Si ibu kaya raya. Dia memang senang jadi aktivis. Jaringan buat dia kaya dan bangun perusahaan.
Kerja kerasnya selalu berbuah hasil
Dasar ia memang petakilan
Sibuk sana-sini, cari duit tapi tak lupa kawan-kawan miskin
Nelayan diperhatikannya. Kesejahteraan mereka jadi salah satu prioritas hidupnya
Sebelum Pak Presiden panggil si ibu petakilan, hidupnya tenang
Tapi setelah jabat posisi menteri, mulut-mulut nyinyir usik ketenangan hidupnya
Bukan tak pernah jumpa mulut nyinyir, tapi yang kali ini datang berkali-kali lipat banyaknya
Oh, Bapak Presidenku!! Kenapa rakyat-rakyatmu dikutuk Tuhan dengan mulut-mulut nyinyir!

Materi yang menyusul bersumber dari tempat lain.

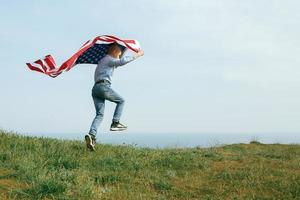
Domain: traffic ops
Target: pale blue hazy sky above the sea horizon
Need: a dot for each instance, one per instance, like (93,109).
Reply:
(209,66)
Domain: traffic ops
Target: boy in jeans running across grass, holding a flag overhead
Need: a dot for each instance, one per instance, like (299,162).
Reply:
(102,91)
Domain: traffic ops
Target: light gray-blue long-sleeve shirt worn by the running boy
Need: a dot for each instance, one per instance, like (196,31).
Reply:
(106,66)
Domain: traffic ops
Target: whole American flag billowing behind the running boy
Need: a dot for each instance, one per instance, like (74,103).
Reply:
(90,53)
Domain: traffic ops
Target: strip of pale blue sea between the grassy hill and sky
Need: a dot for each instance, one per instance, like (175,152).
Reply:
(180,140)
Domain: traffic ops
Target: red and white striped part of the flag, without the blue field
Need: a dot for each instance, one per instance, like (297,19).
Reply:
(47,64)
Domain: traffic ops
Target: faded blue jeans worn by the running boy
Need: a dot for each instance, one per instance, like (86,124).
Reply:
(100,93)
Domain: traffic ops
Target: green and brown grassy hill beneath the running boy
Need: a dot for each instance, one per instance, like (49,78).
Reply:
(42,168)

Ah ya, supaya kita semua tak semena-mena dalam berpikir dan berbuat
Tuhan pasti punya maksud baik. Tapi manusia selalu mengubahnya jadi niat celaka.
Kadang, yang dinyinyiri bukan hal penting untuk dinyinyiri
Fokus saja nyinyiri kinerja ibu petakilan, bukan pilihan-pilihan hidupnya yang substansial
Ah sudahlah. Tak semua orang mau mendengar. Tapi semua orang bisa mengerti.